Donald Trump standing on a podium holding a board showing the new tariffs against different countries around the world.

The Great Trade Experiment

Last month I wrote about The Great Foreign Aid Experiment of the Trump administration. Foreign aid has not been without its critics because it is inefficient, promotes corruption, or is a part of an insidious program of neo-colonialism. The decision, however, by the US Government to put foreign aid “through the wood chipper” sets up a natural experiment to test whether aid save lives—more precisely, whether the sudden removal of aid ends lives. Most people in global health believe that it will result in significant suffering, although some see a silver lining: deaths among the poor and vulnerable will mark the emergence of independent health systems in low-income countries that are more resilient and finally free of external interference.

Not content with one natural experiment at the expense of the global poor, on the 2nd of April 2025, Donald Trump announced the imposition of the highest rate of tariffs on US imports in almost 100 years. In effect, the government is dismantling the free-trade mechanism that has been operating since the mid-1990s, and adopting a more isolationist market posture. Under this new theory of trade, wealth is not created, it is finite and accrued by one country to dominate another.

The evidence has been pretty clear about the effects of poverty on health. Poor people are more likely to die than rich ones. Infant, child, and maternal mortality rates are significantly higher among the poor. Preventable and treatable diseases such as HIV, tuberculosis, and malaria also disproportionately infect and kill the poor. These poverty effects occur both within and between countries. Furthermore, they are not just biological outcomes—they are deeply social, economic, and political in nature. The conditions of poverty limit access to healthcare, nutrition, education, and safe living environments.

Over the last 75 years, in parallel with increasing life expectancy across the globe, wealth has also increased. The proportion of people living in extreme poverty today is much lower than it was 50, 20, or even 10 years ago. In fact, historically the sharpest global decline in extreme poverty occurred between 1995 and 2019—2020 was, of course the COVID pandemic, which reversed a wide rage of health and economic indicators.

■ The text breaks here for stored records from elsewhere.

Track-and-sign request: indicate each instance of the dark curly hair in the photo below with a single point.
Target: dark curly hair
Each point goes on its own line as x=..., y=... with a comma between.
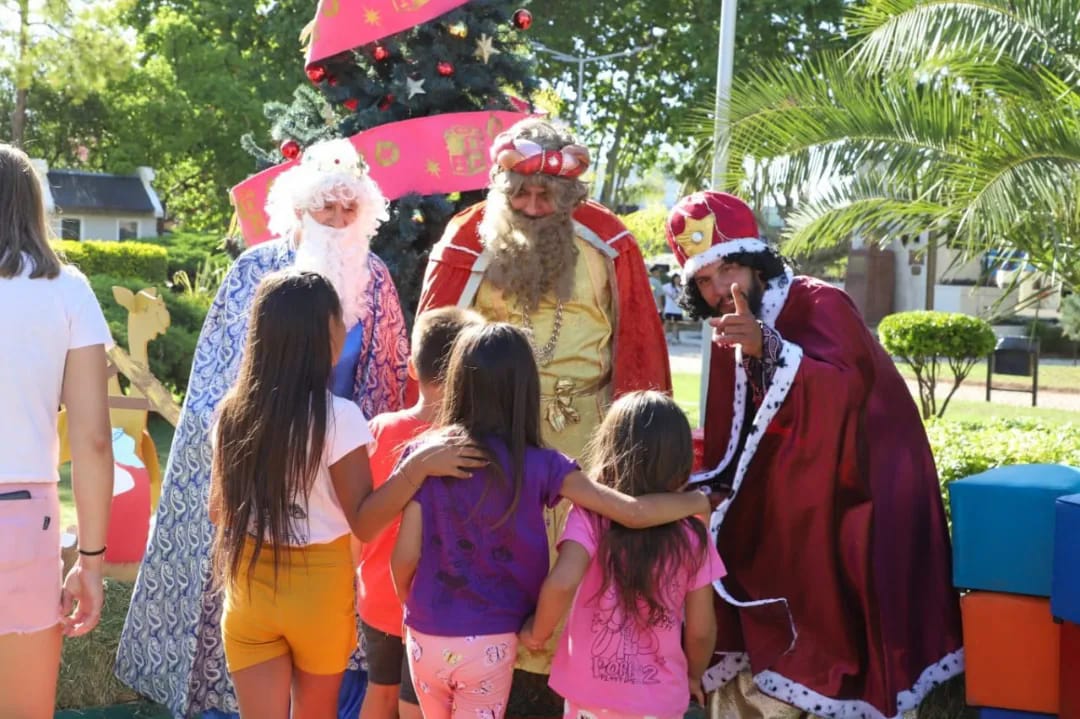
x=768, y=263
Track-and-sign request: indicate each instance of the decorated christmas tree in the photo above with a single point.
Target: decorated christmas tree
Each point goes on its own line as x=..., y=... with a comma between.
x=377, y=70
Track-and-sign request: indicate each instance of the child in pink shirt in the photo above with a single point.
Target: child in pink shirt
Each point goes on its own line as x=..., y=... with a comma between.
x=622, y=652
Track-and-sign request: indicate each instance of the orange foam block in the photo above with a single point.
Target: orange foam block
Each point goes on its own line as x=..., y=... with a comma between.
x=1012, y=651
x=1070, y=672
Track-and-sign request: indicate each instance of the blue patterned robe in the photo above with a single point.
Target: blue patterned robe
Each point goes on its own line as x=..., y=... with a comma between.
x=171, y=648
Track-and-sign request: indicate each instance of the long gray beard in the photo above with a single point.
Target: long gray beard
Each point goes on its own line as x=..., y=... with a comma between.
x=530, y=257
x=341, y=256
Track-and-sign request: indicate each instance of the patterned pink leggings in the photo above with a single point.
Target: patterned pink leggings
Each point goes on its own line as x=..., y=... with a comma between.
x=461, y=677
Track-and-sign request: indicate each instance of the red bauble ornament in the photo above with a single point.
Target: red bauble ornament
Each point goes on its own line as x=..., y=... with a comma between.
x=523, y=19
x=289, y=149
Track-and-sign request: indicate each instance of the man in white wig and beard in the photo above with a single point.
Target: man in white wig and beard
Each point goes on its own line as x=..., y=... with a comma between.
x=324, y=213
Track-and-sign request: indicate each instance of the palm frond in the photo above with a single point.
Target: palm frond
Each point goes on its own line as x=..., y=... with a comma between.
x=868, y=207
x=899, y=34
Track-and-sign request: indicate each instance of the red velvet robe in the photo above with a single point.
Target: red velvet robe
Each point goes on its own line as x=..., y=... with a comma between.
x=639, y=351
x=837, y=511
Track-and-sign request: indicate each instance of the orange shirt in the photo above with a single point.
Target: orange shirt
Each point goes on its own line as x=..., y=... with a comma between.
x=376, y=601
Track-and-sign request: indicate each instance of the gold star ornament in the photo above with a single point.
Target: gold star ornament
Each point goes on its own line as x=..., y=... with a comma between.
x=485, y=48
x=698, y=235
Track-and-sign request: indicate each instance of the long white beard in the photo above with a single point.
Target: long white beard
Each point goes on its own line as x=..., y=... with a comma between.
x=339, y=255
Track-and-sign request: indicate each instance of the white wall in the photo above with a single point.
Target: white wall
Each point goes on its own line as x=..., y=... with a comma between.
x=106, y=227
x=909, y=287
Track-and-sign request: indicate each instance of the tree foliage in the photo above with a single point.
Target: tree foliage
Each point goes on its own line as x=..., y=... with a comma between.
x=961, y=119
x=377, y=92
x=163, y=83
x=637, y=104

Bill Clinton assumed the presidency of the United States in January 1993. He was supportive of free trade and the Uruguay Round of of the General Agreement on Tariffs and Trade (GATT), which was completed in 1994. The successful conclusion of GATT led to the creation of the World Trade Organization (WTO) in January 1995.

Following the liberalisation of trade, global extreme poverty rates fell from 36% to 10% between 1995 and 2018. In South and South-East Asia the extreme poverty rates fell from 41% to 10%. In Sub-Saharan Africa, the extreme poverty rates fell substantially, but without the same speed or depth as elsewhere: 60% to 37%. The gains of trade liberalisation were also more advantageous to some markets than others, and it particularly benefited countries with cheap manufacturing capacity such as Bangladesh and Cambodia.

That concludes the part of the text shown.